Pendant l’année qui a suivi, des femmes sont arrivées d’Espagne en train jusqu’à la gare de Toulouse. Ils risquaient d’être arrêtés, car non seulement l’avortement était illégal en Espagne, mais sortir du pays pour se faire avorter était illégal pour les citoyens espagnols. Comme c’est le cas au Texas aujourd’hui, encourager un avortement était également illégal. Donc le signal que nous avons choisi était que ces femmes portent un exemplaire du magazine français Des Femmes. Leurs guides français s’approcheraient, et ils seraient amenés dans les cabinets de gynécologues de tout le sud de la France. Ce qui était si intéressant, c’était la façon dont le fait de grandir dans le fascisme avait affecté ces femmes espagnoles qui ont dû prendre un tel risque pour prendre le contrôle de leur propre vie reproductive. Malgré les moments de réalité qu’ils ont partagés entre eux et avec leurs hôtes français, pour beaucoup, cet avortement a été une expérience dissociée. Leurs maris et amis à la maison n’avaient souvent aucune idée de ce qu’ils faisaient. Bientôt, des femmes françaises ont commencé à demander à leurs sœurs espagnoles de parler à une femme enceinte référée, voulant se rassurer avant de s’engager dans l’expérience. Mais l’acte de soutien s’est avéré difficile à mener à terme. La grande majorité des femmes qui ont subi des avortements ont refusé de parler. Une fois qu’ils ont eu leurs procédures, ils se sont simplement lavés les mains de l’expérience, raccrochant aux femmes enceintes qui appelaient à l’aide. Dans certains cas, les femmes ont même dénoncé les Argentins une fois rentrés chez eux dans leurs contextes catholique et fasciste.

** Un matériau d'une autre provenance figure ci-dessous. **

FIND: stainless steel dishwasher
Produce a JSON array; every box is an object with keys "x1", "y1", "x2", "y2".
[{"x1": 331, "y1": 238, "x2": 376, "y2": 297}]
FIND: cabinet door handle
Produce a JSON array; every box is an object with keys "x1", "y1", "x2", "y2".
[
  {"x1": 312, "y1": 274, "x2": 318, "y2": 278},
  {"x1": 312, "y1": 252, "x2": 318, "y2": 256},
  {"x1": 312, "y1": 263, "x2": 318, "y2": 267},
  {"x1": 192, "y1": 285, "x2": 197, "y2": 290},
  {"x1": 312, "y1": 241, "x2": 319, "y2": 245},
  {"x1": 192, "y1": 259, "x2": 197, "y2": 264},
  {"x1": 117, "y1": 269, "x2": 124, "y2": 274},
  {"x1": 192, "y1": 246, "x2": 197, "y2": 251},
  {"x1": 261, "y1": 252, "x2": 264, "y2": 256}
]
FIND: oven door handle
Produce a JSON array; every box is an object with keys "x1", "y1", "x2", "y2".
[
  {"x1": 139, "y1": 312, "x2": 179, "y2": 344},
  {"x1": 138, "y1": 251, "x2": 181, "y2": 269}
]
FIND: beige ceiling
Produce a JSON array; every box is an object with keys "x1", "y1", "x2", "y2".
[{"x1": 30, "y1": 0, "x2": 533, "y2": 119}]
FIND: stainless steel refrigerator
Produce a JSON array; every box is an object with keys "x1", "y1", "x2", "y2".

Le signal que nous avons choisi était que ces femmes portent un exemplaire du magazine français Des Femmes.

Aussi déchirant que cela ait été à l’époque, je le comprends beaucoup plus clairement maintenant. Nous le voyons chez les femmes blanches qui ont voté contre leurs propres intérêts de genre, chez les hommes qui ont historiquement refusé de rejoindre les mouvements pour le droit à l’avortement au fil des ans, dans l’attente étrange aujourd’hui du pays que d’une manière ou d’une autre « les femmes du Texas se révolteront » au lieu de le reste d’entre nous prenant la responsabilité de notre bien-être collectif. Même si je suis lesbienne et que je n’étais pas personnellement impliquée, je suis revenue de ces expériences pour assister à la promulgation de l’amendement Hyde de 1979, qui interdisait le financement fédéral de l’avortement dans tous les États américains sauf sept. J’ai ensuite rejoint le mouvement américain des droits reproductifs. J’ai vu l’alliance impie entre le Parti républicain et les évangéliques afin de faire élire Ronald Reagan, puis j’ai vu les gens du Tea Party définir entièrement le parti.

Mais c’est cette question de dénonciation qui m’a redonné vie à ces expériences d’antan. La nouvelle loi du Texas non seulement refuse aux femmes américaines leurs droits constitutionnels, mais, comme les lois fascistes espagnoles, implique et punit ceux qui aident les Texans à obtenir les avortements qu’ils estiment devoir avoir. La maternité forcée n’est pas suffisante pour ces personnes ; ils veulent punir les femmes pour avoir demandé de l’aide, pour être liées aux autres, pour avoir désobéi. Espérons que nous serons bientôt tous accusés de la même manière.